King Robastre has conquered Jerusalem and all Syria. Maugis cures Renaud, and they meet King Richier, who is obliged to dismiss them when Baiard kills some of his subjects. Maugis returns to France and gives Baiard to Charlemagne, who throws him into the Rhine. Baiard, the people say, escaped, and is still alive, and can be heard neighing once a year. The Roche Baiart in Ardennes is mentioned. After indecisive battles, Renaud arrives at Jerusalem. He meets King Malaquin, a vassal of Robastre, who introduces the two. Renaud is given the finest accommodations, promises to give his son Yonnet to Robastre’s daughter Eglantine if she converts, and announces his intent to convert Robastre and his son Durandal. He challenges them to a duel, and they agree to convert if he can defeat both of them. Robastre is slain, but Durandal surrenders and is baptized Baptamur. All his people convert. Renaud and Baptamur rout King Danemont of Angorie and baptize his daughter under the name of Sinamonde. She will later wed Aymonnet. Sinamonde restores the relics of the Passion to Renaud. Renaud is amazed that they were so carefully preserved. Baptamur explains that they were hoping to sell them back to the Christians. Danemont returns with a mighty coalition, including Berfuné who can turn himself invisible. Berfuné taunts Renaud by telling him that his sons have been accused of treason by the sons of Ripeus, but Renaud does not believe him. Renaud, Baptamur, and King Richier confront Berfuné, who summons to his aid his four fairy guardians: Morgue, Ydain, Genouivre, and Oriande – the same Oriande who raised Maugis! They are furious that he is fighting Christians, and beat him up until he converts. Danemont is soon after defeated. Renaud returns home, where his family at first refuse to believe a word of his story.

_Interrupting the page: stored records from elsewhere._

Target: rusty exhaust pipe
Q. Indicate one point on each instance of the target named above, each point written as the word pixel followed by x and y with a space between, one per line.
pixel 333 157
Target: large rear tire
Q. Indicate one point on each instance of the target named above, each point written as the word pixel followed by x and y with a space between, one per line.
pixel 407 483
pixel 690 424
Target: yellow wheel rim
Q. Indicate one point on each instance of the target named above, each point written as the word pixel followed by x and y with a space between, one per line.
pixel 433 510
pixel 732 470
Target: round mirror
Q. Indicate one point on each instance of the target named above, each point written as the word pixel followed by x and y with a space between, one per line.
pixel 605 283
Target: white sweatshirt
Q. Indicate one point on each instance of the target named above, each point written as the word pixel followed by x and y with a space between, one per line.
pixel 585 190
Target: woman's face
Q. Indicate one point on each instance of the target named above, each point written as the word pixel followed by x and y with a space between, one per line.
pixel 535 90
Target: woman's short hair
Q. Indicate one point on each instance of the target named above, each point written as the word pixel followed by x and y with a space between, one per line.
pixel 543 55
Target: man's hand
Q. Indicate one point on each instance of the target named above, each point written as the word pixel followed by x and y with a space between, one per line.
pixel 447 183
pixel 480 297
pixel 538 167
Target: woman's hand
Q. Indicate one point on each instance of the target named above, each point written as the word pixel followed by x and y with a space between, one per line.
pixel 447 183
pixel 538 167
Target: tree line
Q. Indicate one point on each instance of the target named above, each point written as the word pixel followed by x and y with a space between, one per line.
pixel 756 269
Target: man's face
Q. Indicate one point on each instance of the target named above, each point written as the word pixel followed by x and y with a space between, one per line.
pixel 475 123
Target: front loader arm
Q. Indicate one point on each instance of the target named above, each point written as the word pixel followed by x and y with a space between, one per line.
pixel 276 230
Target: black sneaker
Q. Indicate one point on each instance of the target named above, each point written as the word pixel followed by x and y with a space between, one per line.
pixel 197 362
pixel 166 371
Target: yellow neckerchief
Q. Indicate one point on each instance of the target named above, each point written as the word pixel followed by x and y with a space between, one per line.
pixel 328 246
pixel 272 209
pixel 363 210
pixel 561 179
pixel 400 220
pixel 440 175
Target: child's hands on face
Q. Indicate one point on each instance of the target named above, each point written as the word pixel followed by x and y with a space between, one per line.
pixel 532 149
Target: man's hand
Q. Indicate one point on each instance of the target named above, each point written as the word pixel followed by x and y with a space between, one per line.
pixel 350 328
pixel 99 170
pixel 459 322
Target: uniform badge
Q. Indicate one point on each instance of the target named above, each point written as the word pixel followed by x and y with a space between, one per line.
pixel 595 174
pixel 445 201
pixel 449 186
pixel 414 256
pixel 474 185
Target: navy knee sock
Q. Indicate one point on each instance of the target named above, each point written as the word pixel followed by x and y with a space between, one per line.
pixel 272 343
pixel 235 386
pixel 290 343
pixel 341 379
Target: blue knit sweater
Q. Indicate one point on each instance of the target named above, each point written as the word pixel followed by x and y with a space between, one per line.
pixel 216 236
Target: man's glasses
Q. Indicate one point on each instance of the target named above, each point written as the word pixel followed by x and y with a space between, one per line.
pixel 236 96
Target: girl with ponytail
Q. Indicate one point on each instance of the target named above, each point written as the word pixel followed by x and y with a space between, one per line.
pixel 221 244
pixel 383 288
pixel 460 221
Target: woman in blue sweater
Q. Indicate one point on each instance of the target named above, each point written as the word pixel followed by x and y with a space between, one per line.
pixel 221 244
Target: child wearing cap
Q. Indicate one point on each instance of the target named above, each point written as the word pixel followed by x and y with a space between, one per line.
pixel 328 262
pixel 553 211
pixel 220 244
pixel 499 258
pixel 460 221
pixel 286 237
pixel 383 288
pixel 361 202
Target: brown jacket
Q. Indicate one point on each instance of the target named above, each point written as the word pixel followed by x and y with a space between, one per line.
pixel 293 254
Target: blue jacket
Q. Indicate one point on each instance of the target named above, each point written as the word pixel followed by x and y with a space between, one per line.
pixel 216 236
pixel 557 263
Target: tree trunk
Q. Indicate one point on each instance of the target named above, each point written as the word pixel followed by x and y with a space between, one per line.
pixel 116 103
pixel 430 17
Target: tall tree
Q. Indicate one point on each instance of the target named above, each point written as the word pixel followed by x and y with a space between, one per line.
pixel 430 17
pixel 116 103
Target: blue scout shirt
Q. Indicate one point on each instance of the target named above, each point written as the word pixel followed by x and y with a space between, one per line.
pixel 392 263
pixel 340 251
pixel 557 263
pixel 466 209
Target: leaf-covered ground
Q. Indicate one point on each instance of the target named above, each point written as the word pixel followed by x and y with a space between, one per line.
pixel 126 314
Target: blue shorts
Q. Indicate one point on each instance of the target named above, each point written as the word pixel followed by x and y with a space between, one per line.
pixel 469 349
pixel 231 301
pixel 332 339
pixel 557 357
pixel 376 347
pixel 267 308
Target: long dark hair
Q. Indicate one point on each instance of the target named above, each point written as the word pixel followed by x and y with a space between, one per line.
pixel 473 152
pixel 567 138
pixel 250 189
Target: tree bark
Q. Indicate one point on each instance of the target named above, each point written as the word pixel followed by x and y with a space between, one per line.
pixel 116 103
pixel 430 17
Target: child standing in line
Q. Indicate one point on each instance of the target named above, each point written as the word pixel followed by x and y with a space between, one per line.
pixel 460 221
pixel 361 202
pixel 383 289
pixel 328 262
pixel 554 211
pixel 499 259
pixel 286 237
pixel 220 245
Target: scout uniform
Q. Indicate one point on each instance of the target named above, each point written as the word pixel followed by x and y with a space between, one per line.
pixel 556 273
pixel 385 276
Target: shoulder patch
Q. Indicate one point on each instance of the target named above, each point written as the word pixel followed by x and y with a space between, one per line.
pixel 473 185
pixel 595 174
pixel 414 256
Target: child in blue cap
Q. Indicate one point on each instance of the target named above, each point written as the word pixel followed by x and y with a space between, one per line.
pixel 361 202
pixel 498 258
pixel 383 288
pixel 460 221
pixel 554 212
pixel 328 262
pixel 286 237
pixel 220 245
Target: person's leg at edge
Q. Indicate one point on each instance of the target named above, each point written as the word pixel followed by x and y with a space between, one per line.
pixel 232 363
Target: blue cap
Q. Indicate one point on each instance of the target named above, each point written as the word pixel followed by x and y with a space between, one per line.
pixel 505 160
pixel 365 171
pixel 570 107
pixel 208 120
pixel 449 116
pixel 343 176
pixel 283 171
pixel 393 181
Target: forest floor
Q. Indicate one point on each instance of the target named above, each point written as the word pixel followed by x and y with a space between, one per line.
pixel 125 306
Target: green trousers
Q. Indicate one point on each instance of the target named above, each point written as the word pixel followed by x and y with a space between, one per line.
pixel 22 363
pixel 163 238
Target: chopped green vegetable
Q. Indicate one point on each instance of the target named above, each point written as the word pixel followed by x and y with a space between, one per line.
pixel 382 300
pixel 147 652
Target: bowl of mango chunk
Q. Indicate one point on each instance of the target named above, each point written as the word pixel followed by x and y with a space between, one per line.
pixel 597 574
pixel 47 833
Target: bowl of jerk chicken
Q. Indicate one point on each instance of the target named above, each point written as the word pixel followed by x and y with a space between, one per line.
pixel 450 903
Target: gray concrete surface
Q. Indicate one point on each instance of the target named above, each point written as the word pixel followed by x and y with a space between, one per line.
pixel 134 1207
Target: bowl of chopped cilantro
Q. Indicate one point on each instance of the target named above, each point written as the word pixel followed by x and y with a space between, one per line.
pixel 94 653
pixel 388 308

His sons have indeed been challenged by the four sons of Ripeus of Ribemont (the man who tried to hang Richardet), instead of the two sons of Foulques of Morillon, as in the old poem.

After he dies [I can’t find how], Clarisse sends word to Yonnet, who is reigning in Jerusalem with Eglantine, who sends word to Aymonnet. Clarisse dies soon afterward, in Tremoigne. The other three Sons and Maugis are killed by Ganelon in Naples. Yonnet arrives with a navy and army to wreak vengeance. Allied with Ogier and Naymes, he besieges Charles in Montlaon. Charles surrenders, and becomes Yonnet’s vassal, who returns to Jerusalem. The end.

MANUSCRIPT B: LONDON

Containing Renaud de Montauban in verse and prose, and La Mort Maugis in verse.

Not quite identical to R, but close enough for our purposes. The verse stops when an unnamed knight tells Charles that the Four Sons are living in Montessor. The rest is prose, but the prose of the traditional version, not the rhymed remaniement.